Seems like almost every week I get into a conversation on relativism with my students.
It’s really not by my design; its because any time you talk about a heinous/shocking/evil event, the question arises, “how shall we evaluate this? What shall we make of it?” Hence, relativism. This is the point I made to my students last week as we discussed Shirley Jackson’s “The Lottery.”
In a nutshell: “The Lottery” is a short story in which a town engages in a ritual “lottery” each year in order to pick a towns person to stone to death. The story is chilling: the tone in the beginning is nonchalant, like the lottery about to happen is no big deal. When I first read it, I was under the impression that the chosen person would win something good. Then, at the end, all the townspeople–family members included!–turn on the chosen without hesitation. Even her toddler son engages in the stoning! Like I said, chilling. The theme is questioning tradition and culture–the stoning was a tradition and cultural more of the town that all accept blindly, yet it is obvious to us that someone needs to.
During the discussion, I asked my students, “can we judge this culture?” Again, like all other similar discussions, a select few said “yes,” while the rest emphatically said “no.” There was even one girl who brought up infanticide–not abortion, mind you–in China: “it’s an alien culture and doesn’t make sense to us, but that is their belief. Who are we to judge?” She said this with a straight face.
The most surprising part is that a Christian girl in the class–one whom I wrote a reference for last week on a staff application to a kids Christian summer camp–was the most ardent relativist in the class! No matter how hard I questioned them, they dug in. A select few (interestingly, an aggressive atheist student of the Christopher Hitchens brand was one of the ones who “got it,” while the aforementioned Christian girl couldn’t seem to get past her relativism.) only saw the errors of relativism.
The tide turned yesterday, though. I had just finished showing the documentary Invisible Children about a child abduction tragedy occuring in Uganda.
After the film, a student (ironically, the one who expressed ambivalence about the wrongness of infanticide in China) asked, “why isn’t our government getting involved?”
I couldn’t resist. I responded, “well, it’s another culture, and maybe we shouldn’t judge.”

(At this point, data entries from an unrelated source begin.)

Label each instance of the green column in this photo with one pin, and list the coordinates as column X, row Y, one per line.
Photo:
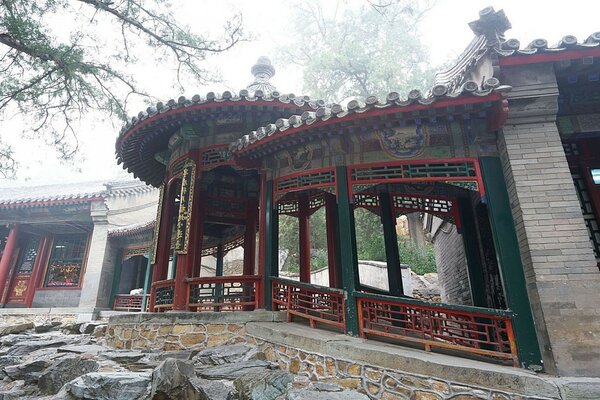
column 116, row 277
column 271, row 244
column 349, row 257
column 392, row 256
column 472, row 253
column 511, row 266
column 147, row 283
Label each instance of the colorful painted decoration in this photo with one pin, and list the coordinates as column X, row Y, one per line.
column 403, row 142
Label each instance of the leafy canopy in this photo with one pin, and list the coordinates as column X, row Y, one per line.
column 347, row 50
column 61, row 59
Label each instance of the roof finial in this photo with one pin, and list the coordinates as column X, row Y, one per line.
column 492, row 24
column 262, row 71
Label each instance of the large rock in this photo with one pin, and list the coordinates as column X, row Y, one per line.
column 171, row 381
column 221, row 355
column 110, row 386
column 82, row 348
column 308, row 394
column 212, row 390
column 265, row 385
column 232, row 371
column 15, row 328
column 27, row 371
column 63, row 371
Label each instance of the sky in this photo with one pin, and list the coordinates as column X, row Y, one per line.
column 444, row 31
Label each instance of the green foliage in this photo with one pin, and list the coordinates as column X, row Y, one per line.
column 62, row 59
column 358, row 50
column 369, row 241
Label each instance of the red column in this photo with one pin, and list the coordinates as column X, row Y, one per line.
column 11, row 243
column 40, row 261
column 262, row 224
column 250, row 237
column 330, row 216
column 164, row 241
column 304, row 230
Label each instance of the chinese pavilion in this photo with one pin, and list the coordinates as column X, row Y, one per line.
column 493, row 148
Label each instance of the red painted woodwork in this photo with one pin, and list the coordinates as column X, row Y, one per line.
column 331, row 221
column 250, row 237
column 262, row 231
column 304, row 237
column 39, row 268
column 549, row 57
column 224, row 293
column 470, row 331
column 125, row 302
column 160, row 267
column 318, row 304
column 8, row 257
column 374, row 113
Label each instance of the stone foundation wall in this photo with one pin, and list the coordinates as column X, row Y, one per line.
column 376, row 382
column 168, row 337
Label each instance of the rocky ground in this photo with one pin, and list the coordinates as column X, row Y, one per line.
column 51, row 360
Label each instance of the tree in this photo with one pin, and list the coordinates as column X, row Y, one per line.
column 53, row 74
column 348, row 50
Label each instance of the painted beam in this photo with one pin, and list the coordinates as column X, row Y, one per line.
column 349, row 257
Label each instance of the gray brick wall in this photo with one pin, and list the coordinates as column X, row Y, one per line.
column 451, row 265
column 562, row 278
column 56, row 298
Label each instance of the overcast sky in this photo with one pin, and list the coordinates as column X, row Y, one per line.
column 444, row 31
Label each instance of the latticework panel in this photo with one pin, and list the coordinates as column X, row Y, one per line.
column 305, row 181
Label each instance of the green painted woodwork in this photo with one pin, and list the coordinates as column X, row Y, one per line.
column 147, row 283
column 349, row 258
column 511, row 266
column 271, row 244
column 116, row 277
column 472, row 253
column 392, row 256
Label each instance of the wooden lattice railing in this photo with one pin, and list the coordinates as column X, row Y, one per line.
column 318, row 304
column 225, row 293
column 466, row 329
column 165, row 291
column 127, row 302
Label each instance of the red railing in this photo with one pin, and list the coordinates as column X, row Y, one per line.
column 224, row 293
column 126, row 302
column 466, row 329
column 164, row 293
column 318, row 304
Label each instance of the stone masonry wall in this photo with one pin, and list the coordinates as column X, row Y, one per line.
column 562, row 278
column 174, row 336
column 451, row 266
column 376, row 382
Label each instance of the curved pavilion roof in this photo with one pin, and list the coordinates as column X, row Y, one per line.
column 149, row 132
column 456, row 89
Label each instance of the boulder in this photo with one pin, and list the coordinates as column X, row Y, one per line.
column 212, row 390
column 265, row 385
column 88, row 327
column 27, row 371
column 110, row 386
column 171, row 381
column 221, row 355
column 46, row 326
column 63, row 371
column 15, row 328
column 82, row 348
column 308, row 394
column 232, row 371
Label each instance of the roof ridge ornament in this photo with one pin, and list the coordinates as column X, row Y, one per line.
column 492, row 24
column 263, row 70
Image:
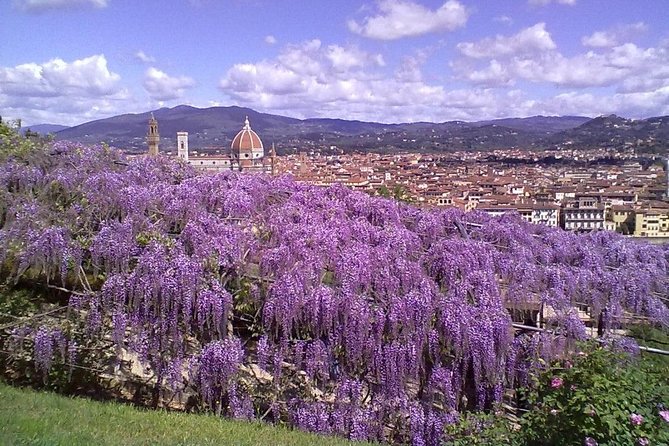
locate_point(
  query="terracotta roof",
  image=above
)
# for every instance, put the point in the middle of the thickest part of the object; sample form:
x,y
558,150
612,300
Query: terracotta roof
x,y
246,140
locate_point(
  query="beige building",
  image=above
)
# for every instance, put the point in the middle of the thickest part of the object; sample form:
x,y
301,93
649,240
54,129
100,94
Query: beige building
x,y
651,223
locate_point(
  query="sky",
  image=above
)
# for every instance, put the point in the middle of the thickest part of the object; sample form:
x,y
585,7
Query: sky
x,y
72,61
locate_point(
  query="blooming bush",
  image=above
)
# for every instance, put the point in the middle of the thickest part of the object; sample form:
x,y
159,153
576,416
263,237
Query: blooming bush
x,y
605,398
366,317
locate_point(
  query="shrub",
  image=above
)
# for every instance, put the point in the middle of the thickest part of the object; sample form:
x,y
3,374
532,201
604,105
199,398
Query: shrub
x,y
598,397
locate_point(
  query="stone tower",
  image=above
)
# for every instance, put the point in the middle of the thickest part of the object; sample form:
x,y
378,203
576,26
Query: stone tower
x,y
182,145
153,137
273,159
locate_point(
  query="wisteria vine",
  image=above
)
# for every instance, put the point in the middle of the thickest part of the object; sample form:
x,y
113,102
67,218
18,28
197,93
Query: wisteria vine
x,y
356,316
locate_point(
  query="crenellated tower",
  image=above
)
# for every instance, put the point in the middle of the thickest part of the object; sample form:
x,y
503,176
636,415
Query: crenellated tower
x,y
182,145
153,137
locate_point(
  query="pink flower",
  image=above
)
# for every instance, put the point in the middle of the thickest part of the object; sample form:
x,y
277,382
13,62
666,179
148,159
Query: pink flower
x,y
636,419
665,415
589,441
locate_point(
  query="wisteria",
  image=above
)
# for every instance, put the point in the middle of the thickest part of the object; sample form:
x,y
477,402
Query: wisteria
x,y
365,317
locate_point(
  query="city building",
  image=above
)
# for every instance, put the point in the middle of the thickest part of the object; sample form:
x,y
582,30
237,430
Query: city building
x,y
651,222
153,137
246,154
584,214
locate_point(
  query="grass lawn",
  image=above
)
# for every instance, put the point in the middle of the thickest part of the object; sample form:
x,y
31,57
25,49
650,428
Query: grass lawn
x,y
28,417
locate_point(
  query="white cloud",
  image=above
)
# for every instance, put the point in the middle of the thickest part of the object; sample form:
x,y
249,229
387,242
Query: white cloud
x,y
37,6
398,19
531,55
613,37
504,19
547,2
143,57
312,79
162,87
534,39
86,77
62,92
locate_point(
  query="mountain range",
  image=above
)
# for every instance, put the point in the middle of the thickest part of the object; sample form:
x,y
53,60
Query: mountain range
x,y
215,127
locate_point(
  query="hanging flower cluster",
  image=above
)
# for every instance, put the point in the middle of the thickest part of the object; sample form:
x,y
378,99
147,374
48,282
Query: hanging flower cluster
x,y
385,314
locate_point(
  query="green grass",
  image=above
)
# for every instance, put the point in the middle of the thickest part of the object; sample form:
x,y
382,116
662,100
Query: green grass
x,y
28,417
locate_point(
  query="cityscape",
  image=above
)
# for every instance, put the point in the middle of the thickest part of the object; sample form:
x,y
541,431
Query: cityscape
x,y
351,222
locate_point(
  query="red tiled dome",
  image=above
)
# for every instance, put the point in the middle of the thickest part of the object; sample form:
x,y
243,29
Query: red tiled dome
x,y
246,140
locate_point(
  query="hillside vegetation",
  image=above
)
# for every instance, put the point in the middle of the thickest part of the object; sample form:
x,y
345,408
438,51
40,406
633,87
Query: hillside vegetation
x,y
321,308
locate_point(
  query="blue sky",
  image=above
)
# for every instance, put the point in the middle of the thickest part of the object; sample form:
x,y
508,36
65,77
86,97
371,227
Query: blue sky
x,y
71,61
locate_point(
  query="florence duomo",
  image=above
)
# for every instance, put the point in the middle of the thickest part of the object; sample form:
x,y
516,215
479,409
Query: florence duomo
x,y
465,240
246,153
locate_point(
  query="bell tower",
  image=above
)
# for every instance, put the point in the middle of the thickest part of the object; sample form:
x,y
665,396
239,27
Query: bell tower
x,y
182,145
153,137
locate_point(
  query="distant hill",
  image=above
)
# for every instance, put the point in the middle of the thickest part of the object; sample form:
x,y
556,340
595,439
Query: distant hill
x,y
44,129
651,135
215,127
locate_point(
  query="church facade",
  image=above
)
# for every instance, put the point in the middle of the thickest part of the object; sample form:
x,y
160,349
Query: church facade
x,y
247,152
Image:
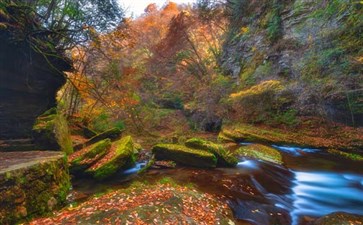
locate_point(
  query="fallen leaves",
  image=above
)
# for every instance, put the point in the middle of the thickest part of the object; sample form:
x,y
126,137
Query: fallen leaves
x,y
154,204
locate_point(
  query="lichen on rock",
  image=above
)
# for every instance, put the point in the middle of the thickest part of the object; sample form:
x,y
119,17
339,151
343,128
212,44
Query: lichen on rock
x,y
51,132
184,155
261,152
82,159
32,184
224,157
120,156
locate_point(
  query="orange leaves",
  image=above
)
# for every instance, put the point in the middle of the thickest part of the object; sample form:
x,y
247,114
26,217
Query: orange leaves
x,y
156,204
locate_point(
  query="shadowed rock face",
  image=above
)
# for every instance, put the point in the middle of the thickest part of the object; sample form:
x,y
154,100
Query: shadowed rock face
x,y
28,86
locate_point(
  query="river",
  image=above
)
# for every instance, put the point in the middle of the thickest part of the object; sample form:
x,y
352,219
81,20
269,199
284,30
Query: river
x,y
310,184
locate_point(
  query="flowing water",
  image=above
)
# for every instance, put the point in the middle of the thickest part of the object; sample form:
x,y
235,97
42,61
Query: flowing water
x,y
311,184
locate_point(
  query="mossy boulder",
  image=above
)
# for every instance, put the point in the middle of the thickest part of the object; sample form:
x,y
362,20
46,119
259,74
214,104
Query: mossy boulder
x,y
120,156
261,152
184,155
84,158
51,132
339,218
348,155
113,134
224,139
224,157
32,184
253,134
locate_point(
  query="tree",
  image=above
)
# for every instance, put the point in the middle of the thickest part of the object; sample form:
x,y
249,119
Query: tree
x,y
61,24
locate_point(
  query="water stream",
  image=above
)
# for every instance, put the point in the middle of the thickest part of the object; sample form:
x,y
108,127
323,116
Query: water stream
x,y
311,184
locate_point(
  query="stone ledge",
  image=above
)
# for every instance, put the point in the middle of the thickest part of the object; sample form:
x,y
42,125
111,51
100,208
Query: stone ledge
x,y
31,184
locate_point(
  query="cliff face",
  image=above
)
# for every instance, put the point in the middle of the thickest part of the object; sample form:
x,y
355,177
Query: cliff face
x,y
28,86
313,47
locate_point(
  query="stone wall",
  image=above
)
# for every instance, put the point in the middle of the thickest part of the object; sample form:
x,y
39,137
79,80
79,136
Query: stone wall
x,y
31,184
28,86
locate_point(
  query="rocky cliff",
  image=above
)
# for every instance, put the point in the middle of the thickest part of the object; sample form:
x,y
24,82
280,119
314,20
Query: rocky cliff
x,y
314,48
29,80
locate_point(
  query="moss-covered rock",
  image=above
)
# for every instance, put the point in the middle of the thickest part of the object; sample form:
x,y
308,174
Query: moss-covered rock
x,y
32,184
249,133
120,156
51,132
84,158
347,155
224,157
184,155
339,218
113,134
224,139
261,152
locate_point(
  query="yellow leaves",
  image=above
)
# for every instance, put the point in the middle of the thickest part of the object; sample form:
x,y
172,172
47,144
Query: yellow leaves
x,y
269,85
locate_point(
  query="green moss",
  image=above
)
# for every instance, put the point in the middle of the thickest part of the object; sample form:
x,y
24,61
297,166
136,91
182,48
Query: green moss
x,y
35,190
249,133
224,157
261,152
339,218
184,155
86,157
122,157
347,155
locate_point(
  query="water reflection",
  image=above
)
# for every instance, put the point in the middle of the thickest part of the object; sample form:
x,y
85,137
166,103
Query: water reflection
x,y
318,193
296,151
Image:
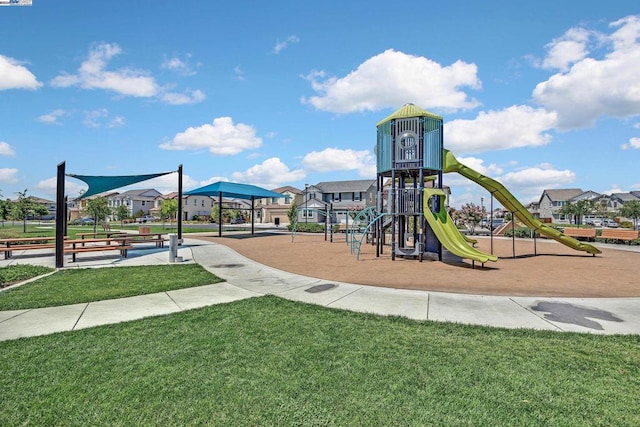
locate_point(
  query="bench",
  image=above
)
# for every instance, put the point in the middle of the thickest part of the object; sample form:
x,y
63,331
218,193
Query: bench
x,y
615,234
157,238
26,243
74,247
588,233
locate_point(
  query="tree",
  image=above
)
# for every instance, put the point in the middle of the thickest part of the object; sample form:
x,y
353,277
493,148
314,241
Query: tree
x,y
98,209
292,213
631,209
472,214
24,207
570,210
120,213
169,210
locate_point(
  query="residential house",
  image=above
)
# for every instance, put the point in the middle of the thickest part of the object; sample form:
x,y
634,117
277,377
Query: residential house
x,y
341,197
552,201
275,210
137,201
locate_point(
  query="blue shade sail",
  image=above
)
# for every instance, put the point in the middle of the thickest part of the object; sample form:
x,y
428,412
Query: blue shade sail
x,y
100,184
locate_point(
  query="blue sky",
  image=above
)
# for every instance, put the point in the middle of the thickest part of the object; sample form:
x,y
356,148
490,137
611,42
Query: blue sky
x,y
538,95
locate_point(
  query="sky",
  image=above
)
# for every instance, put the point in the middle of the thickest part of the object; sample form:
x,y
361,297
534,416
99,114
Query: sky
x,y
537,95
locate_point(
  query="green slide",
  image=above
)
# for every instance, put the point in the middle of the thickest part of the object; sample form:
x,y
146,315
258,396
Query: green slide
x,y
447,232
507,200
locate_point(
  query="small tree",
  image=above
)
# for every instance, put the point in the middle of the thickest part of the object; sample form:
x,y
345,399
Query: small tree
x,y
169,210
26,206
472,215
631,209
120,213
570,210
98,209
292,213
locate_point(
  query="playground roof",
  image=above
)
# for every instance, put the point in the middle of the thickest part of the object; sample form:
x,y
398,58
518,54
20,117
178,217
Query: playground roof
x,y
409,110
234,190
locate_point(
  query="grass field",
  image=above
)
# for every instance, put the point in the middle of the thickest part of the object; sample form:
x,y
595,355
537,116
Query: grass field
x,y
268,361
95,284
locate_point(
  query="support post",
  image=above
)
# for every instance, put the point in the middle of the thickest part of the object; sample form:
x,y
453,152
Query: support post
x,y
180,204
61,216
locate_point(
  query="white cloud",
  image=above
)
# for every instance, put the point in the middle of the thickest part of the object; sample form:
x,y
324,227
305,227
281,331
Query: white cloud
x,y
593,87
516,126
189,97
633,143
177,65
394,78
567,50
100,118
212,180
9,175
93,74
53,117
16,76
72,188
6,150
269,174
336,159
222,137
282,45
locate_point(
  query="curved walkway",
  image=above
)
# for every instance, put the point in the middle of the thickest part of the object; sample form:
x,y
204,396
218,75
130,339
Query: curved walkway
x,y
246,278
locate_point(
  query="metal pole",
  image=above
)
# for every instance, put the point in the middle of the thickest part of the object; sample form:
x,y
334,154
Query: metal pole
x,y
61,216
180,204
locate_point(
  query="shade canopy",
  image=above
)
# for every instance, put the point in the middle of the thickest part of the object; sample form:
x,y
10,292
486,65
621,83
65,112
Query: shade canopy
x,y
100,184
234,190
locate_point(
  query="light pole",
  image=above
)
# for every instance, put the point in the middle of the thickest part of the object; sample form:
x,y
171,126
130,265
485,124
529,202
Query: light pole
x,y
306,186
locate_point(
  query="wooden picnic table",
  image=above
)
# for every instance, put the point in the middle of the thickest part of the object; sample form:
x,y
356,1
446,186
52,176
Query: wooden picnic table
x,y
73,247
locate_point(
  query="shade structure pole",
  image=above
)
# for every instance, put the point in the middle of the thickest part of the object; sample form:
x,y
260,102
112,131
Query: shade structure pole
x,y
220,214
253,198
61,216
180,204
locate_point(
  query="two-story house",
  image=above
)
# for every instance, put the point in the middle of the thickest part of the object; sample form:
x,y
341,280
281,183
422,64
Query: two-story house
x,y
275,210
341,197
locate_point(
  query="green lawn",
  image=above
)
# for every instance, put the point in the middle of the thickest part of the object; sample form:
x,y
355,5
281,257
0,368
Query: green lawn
x,y
268,361
95,284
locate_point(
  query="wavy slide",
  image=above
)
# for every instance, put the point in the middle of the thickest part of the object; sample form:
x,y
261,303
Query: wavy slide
x,y
447,232
507,200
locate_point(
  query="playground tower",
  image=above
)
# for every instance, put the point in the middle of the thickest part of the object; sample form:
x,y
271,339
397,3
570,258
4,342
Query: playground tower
x,y
409,158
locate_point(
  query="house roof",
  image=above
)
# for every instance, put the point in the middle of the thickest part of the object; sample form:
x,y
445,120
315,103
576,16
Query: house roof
x,y
561,195
625,197
288,188
361,185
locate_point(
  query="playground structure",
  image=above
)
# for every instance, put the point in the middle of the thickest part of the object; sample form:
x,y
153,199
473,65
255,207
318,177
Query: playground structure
x,y
411,206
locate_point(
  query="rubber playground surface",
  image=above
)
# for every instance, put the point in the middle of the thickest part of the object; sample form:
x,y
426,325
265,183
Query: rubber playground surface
x,y
556,270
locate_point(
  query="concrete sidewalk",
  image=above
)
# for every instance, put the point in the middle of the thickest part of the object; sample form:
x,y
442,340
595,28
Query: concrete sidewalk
x,y
246,278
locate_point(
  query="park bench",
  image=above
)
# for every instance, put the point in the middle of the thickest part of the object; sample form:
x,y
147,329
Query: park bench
x,y
616,234
8,246
157,238
73,247
588,233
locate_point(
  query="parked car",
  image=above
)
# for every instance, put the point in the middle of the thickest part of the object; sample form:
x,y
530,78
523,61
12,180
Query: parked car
x,y
147,218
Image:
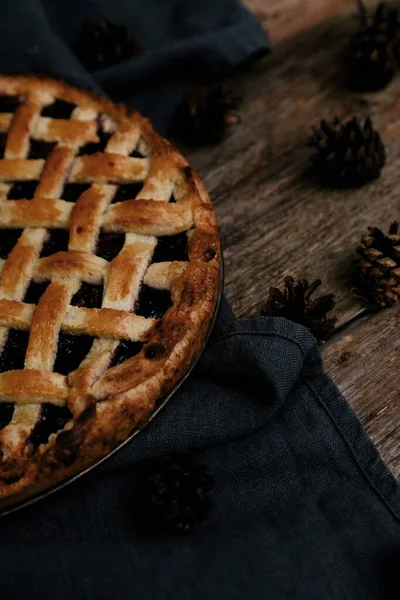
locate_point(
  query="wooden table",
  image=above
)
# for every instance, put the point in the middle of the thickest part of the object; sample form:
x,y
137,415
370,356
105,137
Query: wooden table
x,y
275,220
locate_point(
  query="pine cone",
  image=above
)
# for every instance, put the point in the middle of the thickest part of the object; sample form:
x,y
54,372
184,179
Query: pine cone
x,y
205,114
379,265
373,53
296,305
176,493
100,45
348,153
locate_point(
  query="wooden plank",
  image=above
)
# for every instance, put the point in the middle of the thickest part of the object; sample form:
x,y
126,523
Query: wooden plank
x,y
365,364
285,18
276,219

Looonnng, awkward pause. Then the same relativistic students a week ago all said incredulously, “that’s horrible, Mr. B! That doesn’t even make sense. C’mon, you can’t say abducting children and brainwashing them to kill is wrong?” The sharper crayons in the box saw the point, though: “He’s playing ‘devil’s advocate, silly.” I think it slowly dawned on them that their thinking of a week ago is bunk.
If they didn’t get that yesterday, there ain’ no hope.
Hey, interesting story. I like using The Lottery to open some eyes. Interesting how your discussion went though. Thanks for sharing.